Voice/Vision Holocaust Survivor Oral History Archive

Hanna Ramras - January 26, 2008

Fate of Mother

Let me take you back again to the middle of the war. So, you had no--there was no knowledge of what...

No, the shock only came when I was in Manchester uh, and when--I remember General Montgomery that was the, the British general and who was there, Patton?

Patton.

And there were others...

Eisenhower.

Eisenhower, of course. He was a top man and they opened the gates of the, of the concentration camps ???...

The British, the British opened Bergen-Belsen.

And then we saw these, these documentary films and that was horrible.

And during the war were you thinking or wondering about what your mother was doing? I mean, you weren't hearing anything from her.

You know, for the first--once the war broke out even when I was already in boarding school the mail system stopped and there messages that we received and we could send through the Red Cross. I could write twenty five words just to show my mother and my grandfather that I was fine and that I was happy and that I hoped they were all right--twenty five words. And I received back twenty five words.

From Theresienstadt.

No, Theresienstadt came later--from Aussig.

Aussig, Aussig. Did you receive mail from Theresienstadt?

No.

Do you think she might have been sent to Auschwitz from Theresienstadt?
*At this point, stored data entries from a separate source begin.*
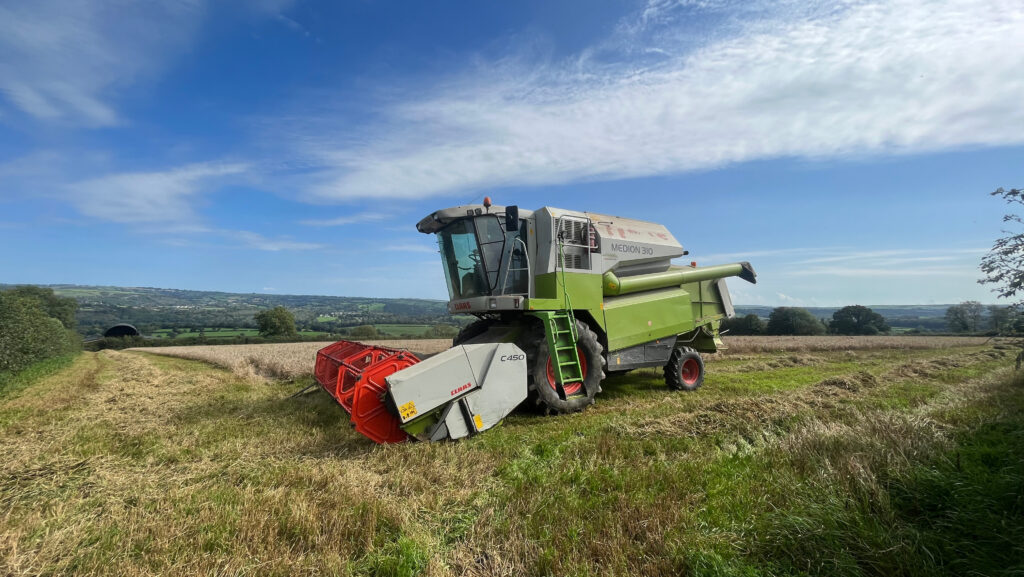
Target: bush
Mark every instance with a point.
(749, 325)
(794, 321)
(857, 320)
(28, 333)
(275, 322)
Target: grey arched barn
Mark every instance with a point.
(122, 330)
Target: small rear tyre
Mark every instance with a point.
(685, 370)
(577, 397)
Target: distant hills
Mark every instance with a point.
(101, 306)
(924, 317)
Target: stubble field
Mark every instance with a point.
(297, 359)
(817, 458)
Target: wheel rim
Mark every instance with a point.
(570, 388)
(689, 372)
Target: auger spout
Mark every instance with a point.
(676, 276)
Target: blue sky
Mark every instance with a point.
(845, 149)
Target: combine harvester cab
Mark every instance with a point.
(561, 298)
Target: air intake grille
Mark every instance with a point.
(573, 232)
(572, 261)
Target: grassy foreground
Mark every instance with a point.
(867, 462)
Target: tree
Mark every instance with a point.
(857, 320)
(999, 318)
(747, 325)
(443, 331)
(59, 307)
(275, 322)
(965, 317)
(1004, 265)
(365, 331)
(796, 321)
(28, 333)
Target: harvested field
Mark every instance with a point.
(845, 461)
(739, 344)
(287, 360)
(297, 359)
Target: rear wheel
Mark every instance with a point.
(569, 397)
(685, 370)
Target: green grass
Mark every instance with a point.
(14, 382)
(398, 330)
(876, 462)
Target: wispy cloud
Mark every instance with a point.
(870, 272)
(897, 256)
(409, 247)
(357, 218)
(810, 80)
(148, 197)
(61, 60)
(254, 240)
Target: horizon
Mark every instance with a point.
(737, 304)
(846, 150)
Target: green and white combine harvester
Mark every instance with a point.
(562, 298)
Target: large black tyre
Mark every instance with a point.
(474, 329)
(573, 397)
(685, 370)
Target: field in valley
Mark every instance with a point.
(297, 359)
(863, 456)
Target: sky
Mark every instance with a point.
(846, 149)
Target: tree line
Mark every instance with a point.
(853, 320)
(35, 325)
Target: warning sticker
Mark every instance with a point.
(408, 411)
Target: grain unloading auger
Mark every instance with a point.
(561, 298)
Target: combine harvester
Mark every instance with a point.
(561, 298)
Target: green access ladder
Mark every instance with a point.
(560, 331)
(559, 328)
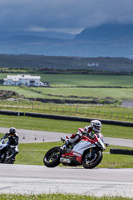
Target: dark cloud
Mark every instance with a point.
(62, 15)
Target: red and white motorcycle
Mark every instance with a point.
(86, 152)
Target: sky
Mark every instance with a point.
(70, 16)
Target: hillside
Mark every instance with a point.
(54, 64)
(109, 40)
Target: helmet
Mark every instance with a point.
(96, 126)
(12, 131)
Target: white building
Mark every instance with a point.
(23, 80)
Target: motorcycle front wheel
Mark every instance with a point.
(89, 162)
(52, 157)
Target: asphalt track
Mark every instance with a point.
(32, 136)
(29, 179)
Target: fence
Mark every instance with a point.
(117, 113)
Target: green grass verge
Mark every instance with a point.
(35, 152)
(64, 126)
(58, 197)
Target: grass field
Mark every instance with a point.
(35, 152)
(84, 80)
(63, 126)
(58, 197)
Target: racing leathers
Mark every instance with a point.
(13, 140)
(87, 131)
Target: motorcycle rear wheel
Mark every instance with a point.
(90, 163)
(52, 157)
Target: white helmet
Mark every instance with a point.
(96, 126)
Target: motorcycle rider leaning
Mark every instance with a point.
(91, 131)
(13, 139)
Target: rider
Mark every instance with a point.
(13, 140)
(91, 131)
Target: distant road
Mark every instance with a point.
(32, 136)
(31, 179)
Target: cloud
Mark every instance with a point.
(61, 15)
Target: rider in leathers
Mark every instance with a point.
(13, 140)
(90, 131)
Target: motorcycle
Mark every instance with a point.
(6, 155)
(86, 153)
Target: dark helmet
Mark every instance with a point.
(12, 131)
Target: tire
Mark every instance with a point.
(90, 163)
(52, 157)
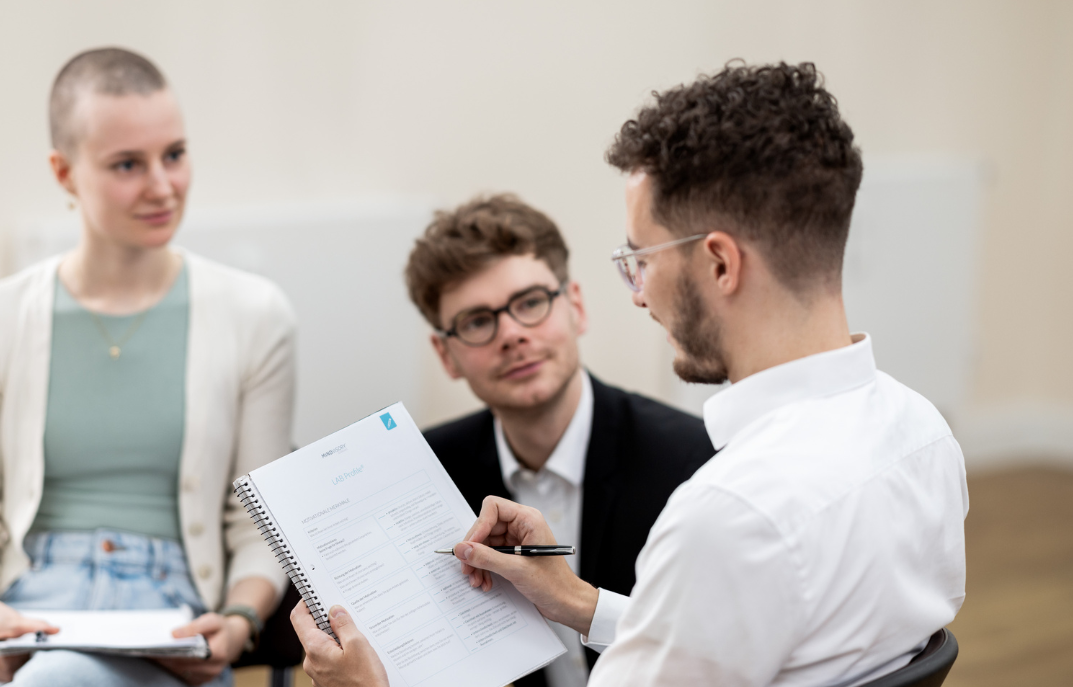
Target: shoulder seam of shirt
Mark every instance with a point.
(890, 467)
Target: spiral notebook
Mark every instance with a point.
(354, 517)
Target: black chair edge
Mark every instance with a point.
(928, 669)
(279, 646)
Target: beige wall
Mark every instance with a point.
(325, 100)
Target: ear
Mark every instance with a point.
(578, 315)
(61, 170)
(723, 256)
(440, 346)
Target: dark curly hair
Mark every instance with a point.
(462, 242)
(763, 147)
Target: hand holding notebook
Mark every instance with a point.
(355, 519)
(145, 633)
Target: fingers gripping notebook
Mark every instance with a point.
(354, 520)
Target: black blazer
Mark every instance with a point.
(640, 451)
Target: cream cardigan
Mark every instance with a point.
(239, 400)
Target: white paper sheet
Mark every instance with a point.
(363, 510)
(127, 632)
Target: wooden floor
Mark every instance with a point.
(1016, 626)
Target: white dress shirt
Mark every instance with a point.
(556, 492)
(822, 545)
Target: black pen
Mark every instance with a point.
(525, 551)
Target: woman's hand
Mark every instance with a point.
(225, 636)
(350, 663)
(14, 624)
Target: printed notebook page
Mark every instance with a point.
(363, 511)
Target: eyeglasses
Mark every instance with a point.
(633, 273)
(480, 325)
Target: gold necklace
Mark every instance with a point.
(115, 348)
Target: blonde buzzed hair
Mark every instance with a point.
(109, 71)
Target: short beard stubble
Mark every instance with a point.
(699, 336)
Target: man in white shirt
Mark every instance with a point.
(826, 543)
(490, 276)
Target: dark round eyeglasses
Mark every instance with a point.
(480, 325)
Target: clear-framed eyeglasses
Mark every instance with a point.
(633, 271)
(480, 325)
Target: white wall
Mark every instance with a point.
(342, 100)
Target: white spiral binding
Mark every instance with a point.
(272, 534)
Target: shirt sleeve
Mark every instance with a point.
(610, 608)
(718, 599)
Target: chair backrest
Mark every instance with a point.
(928, 668)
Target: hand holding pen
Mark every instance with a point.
(554, 550)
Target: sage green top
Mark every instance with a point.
(114, 425)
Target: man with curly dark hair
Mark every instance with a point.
(825, 542)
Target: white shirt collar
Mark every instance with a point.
(824, 374)
(568, 459)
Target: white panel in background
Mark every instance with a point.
(910, 273)
(909, 276)
(341, 265)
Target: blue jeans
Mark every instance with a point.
(102, 570)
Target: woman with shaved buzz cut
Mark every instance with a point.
(136, 382)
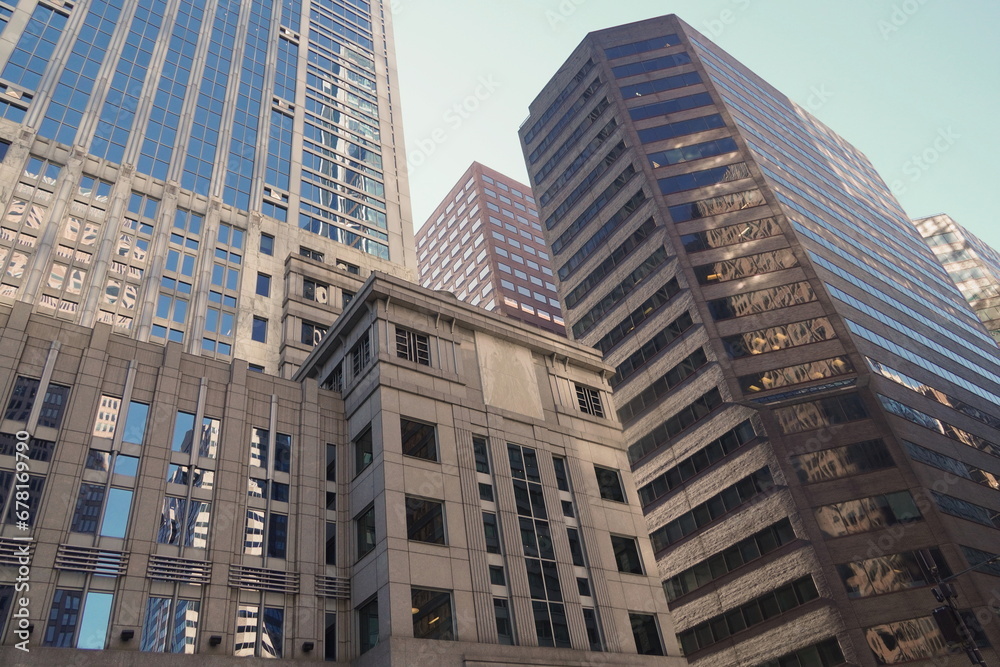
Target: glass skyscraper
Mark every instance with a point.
(165, 158)
(810, 405)
(972, 265)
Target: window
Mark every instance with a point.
(824, 654)
(425, 521)
(331, 462)
(626, 554)
(669, 481)
(312, 333)
(855, 459)
(77, 620)
(823, 412)
(259, 331)
(368, 625)
(266, 244)
(432, 617)
(363, 450)
(331, 543)
(481, 449)
(646, 633)
(719, 565)
(365, 529)
(610, 484)
(589, 400)
(686, 417)
(183, 523)
(263, 284)
(419, 439)
(315, 291)
(575, 546)
(505, 630)
(890, 573)
(330, 638)
(748, 614)
(562, 477)
(864, 514)
(361, 354)
(492, 532)
(92, 515)
(22, 400)
(413, 346)
(567, 508)
(729, 500)
(170, 626)
(265, 534)
(256, 636)
(311, 254)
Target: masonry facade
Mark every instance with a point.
(395, 503)
(804, 392)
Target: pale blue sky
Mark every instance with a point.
(901, 78)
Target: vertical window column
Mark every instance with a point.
(540, 560)
(223, 295)
(268, 494)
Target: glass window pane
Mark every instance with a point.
(183, 432)
(94, 621)
(116, 513)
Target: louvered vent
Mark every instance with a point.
(258, 579)
(183, 570)
(95, 561)
(10, 551)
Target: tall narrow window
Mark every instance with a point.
(368, 625)
(365, 531)
(363, 450)
(170, 626)
(589, 400)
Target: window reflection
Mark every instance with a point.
(865, 514)
(915, 639)
(761, 301)
(817, 414)
(741, 267)
(779, 337)
(790, 375)
(731, 235)
(839, 462)
(895, 572)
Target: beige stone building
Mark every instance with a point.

Possibly, possibly. But, you know, I often thought that she didn't have a living chance because she was not a fighter. She was very weak after my father died. In those days women were very dependent on their husbands. They didn't have a trade, they didn't have a profession. It was a different world and she was--I think she was very--she must've gone into a depression. If she couldn't take care of me it was either through health or lack of it and through lack of funds--the widow's pension and then I don't know if that continued to come in, in Sudetenland to a person like that.

Do you think she, she managed to raise the money to--it was fifty pounds per child in order, in order to get a child to England because they needed what they were calling the repatriation funds.

She may have--not she--my grandfather.

Your grandfather.

My grandfather, my grandfather is the man with the connections.

And then...

She went back to her father from Bra...from Bratislava.